Don't get a 9200 card of any kind. It's a DX 8.1 card, RV280 core with
AGP8X support, but 4 pipelines with one TMU per pipe and even slower memory
than your 8500LE. The 9200 Pro has the same core and memory speed. Your
existing 8500 has 4 pipelines with 2 TMU per pipe. Seeing as how a full bore
8500 can't fill the AGP4X bandwidth, AGP8X compatibility is pointless.
It'll be outperformed by your 8500LE. Best value is to pick up a 9600 Pro,
which is DX9 and considerably faster memory and core. Avoid the
9600SE....that's a step down in speed with DX9 support.
 
A

Augustus

SpicaTC50 said:
Hi all. I'm going to be building a PC for my daughter, the Wolfenstein addict.
What's the best ATI card for the money right now under $100. I've had a
Sapphire 8500LE that's been quite stable. Do they still make good products?
I see a Sapphire 9200 256meg for $69 at Newegg but have some input
that the way to go is with 9600 or higher which does strain the budget. Thanks
for any advice.

Don't get a 9200 card of any kind. It's a DX 8.1 card, RV280 core with
AGP8X support, but 4 pipelines with one TMU per pipe and even slower memory
than your 8500LE. The 9200 Pro has the same core and memory speed. Your
existing 8500 has 4 pipelines with 2 TMU per pipe. Seeing as how a full bore
8500 can't fill the AGP4X bandwidth, AGP8X compatibility is pointless.
It'll be outperformed by your 8500LE. Best value is to pick up a 9600 Pro,
which is DX9 and considerably faster memory and core. Avoid the
9600SE....that's a step down in speed with DX9 support.
 
M

Mark

You wrote in thusly:
I just upgraded my second computer. It's now running an Athlon XP
2500+ processor on a Gigabyte GA-7N400-L motherboard and a pair of
PC3200 CAS3 Kingston memory sticks (dual channel mode). On this
machine, I have a Radeon 9200SE 128MB AGP video card. My 3DMark2001SE
score is 4216 at default settings with this newly upgraded system with
a fresh OS install and updated drivers.

My big computer is a P4 2.8GHz system with a Gigabyte GA-8IPE1000 Pro
motherboard and 1GB of PC3200 CAS3 Kingston memory in dual channel
mode as well. Video card is a built-by-ATI Radeon 9800 Pro with
128MB. My 3DMark2001SE score on this system is 15,900...more than ten
thousand points higher!

My point is, although I did expect this type of a result, it says a
lot about the gap in performance between video cards. I can draw this
comparison largely because the performance difference between the
processors on my two systems isn't very wide now.

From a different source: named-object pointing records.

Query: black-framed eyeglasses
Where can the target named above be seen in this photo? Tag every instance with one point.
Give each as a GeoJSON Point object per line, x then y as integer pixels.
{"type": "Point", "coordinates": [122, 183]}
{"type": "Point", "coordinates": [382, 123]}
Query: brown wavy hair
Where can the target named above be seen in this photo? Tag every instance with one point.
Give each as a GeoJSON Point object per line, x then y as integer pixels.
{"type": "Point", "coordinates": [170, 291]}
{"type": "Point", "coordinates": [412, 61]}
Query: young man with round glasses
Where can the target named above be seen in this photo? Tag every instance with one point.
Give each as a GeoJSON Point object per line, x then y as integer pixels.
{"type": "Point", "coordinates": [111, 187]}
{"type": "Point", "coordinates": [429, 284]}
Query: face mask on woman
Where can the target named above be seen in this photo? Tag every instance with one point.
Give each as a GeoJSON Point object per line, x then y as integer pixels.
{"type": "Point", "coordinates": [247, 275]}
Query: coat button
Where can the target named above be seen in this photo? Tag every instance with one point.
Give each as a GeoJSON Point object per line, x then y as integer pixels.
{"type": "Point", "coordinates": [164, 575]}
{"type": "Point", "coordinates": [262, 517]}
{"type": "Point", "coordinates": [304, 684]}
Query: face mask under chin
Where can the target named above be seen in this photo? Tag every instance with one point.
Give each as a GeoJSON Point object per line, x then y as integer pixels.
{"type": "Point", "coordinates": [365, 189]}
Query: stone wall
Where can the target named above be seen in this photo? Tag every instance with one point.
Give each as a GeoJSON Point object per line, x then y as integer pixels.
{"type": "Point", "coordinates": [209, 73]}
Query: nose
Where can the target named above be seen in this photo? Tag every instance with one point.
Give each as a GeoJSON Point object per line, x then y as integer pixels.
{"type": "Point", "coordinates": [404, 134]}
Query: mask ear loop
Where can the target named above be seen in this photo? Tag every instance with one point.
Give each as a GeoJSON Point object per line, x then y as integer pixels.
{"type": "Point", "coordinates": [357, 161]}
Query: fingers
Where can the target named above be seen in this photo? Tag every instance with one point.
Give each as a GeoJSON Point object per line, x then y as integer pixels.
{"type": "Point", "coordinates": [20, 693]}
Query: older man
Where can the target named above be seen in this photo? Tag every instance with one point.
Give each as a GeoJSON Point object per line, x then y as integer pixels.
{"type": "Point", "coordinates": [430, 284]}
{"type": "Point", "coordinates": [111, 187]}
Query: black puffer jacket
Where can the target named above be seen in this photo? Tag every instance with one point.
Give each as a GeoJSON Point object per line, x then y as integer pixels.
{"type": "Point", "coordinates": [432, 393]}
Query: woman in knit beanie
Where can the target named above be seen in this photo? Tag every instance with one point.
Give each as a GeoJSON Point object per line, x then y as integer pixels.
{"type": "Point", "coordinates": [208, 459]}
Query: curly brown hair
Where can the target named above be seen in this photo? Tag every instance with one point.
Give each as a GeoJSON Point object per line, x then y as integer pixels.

The difference might be because the AMD 2500+ has a operating frequency
of 1.83GHz, compared to your 2.8GHz "big computer". That's a ~1GHz
difference between the processors.
 
S

SpicaTC50

Thanks for the responses. I've decided on a few things after spending the
weekend re-educating myself on all this stuff. I'm going with at least a
non-SE 9600 but haven't decided on standard or Pro while the Ultimate is
definately out of range. It might be to my advantage to keep the new PC and
vid card and give my daughter my Athlon XP 1600/8500LE with 512 non-DDR
memory only because I will be working from home often on a network
administering Active Directory when we deploy it later on this year, and from
the fact that my son and daughter will still want to play games on my system
since I have a great looking Compaq Q-Vision 210 21" monitor which certainly
adds to the effect compared to 17" monitors. Your input was certainly
appreciated.
 
N

NightSky 421

Mark said:
The difference might be because the AMD 2500+ has a operating frequency
of 1.83GHz, compared to your 2.8GHz "big computer". That's a ~1GHz
difference between the processors.


That's true, but AMD and Intel engineered their processors differently.
This is why AMD went with the Pentium rating system (i.e. 2500+).
 
M

Mark

You wrote in thusly:
That's true, but AMD and Intel engineered their processors
differently. This is why AMD went with the Pentium rating system (i.e.
2500+).

Wouldn't that then be the 1.83GHz rating? That's what the actual clock
frequency is and that's the rating I thought was used by Intel. It would
be interesting to see just what makes up that difference.

One way that I can think of to take the video cards far out of the
equation would be to use a low resolution. That leaves the CPUs to do
all the calculations for such things as physics, AI and many other
things.

Perhaps knowing that difference, also helps to know what kind of role
the video cards actually play towards the scores.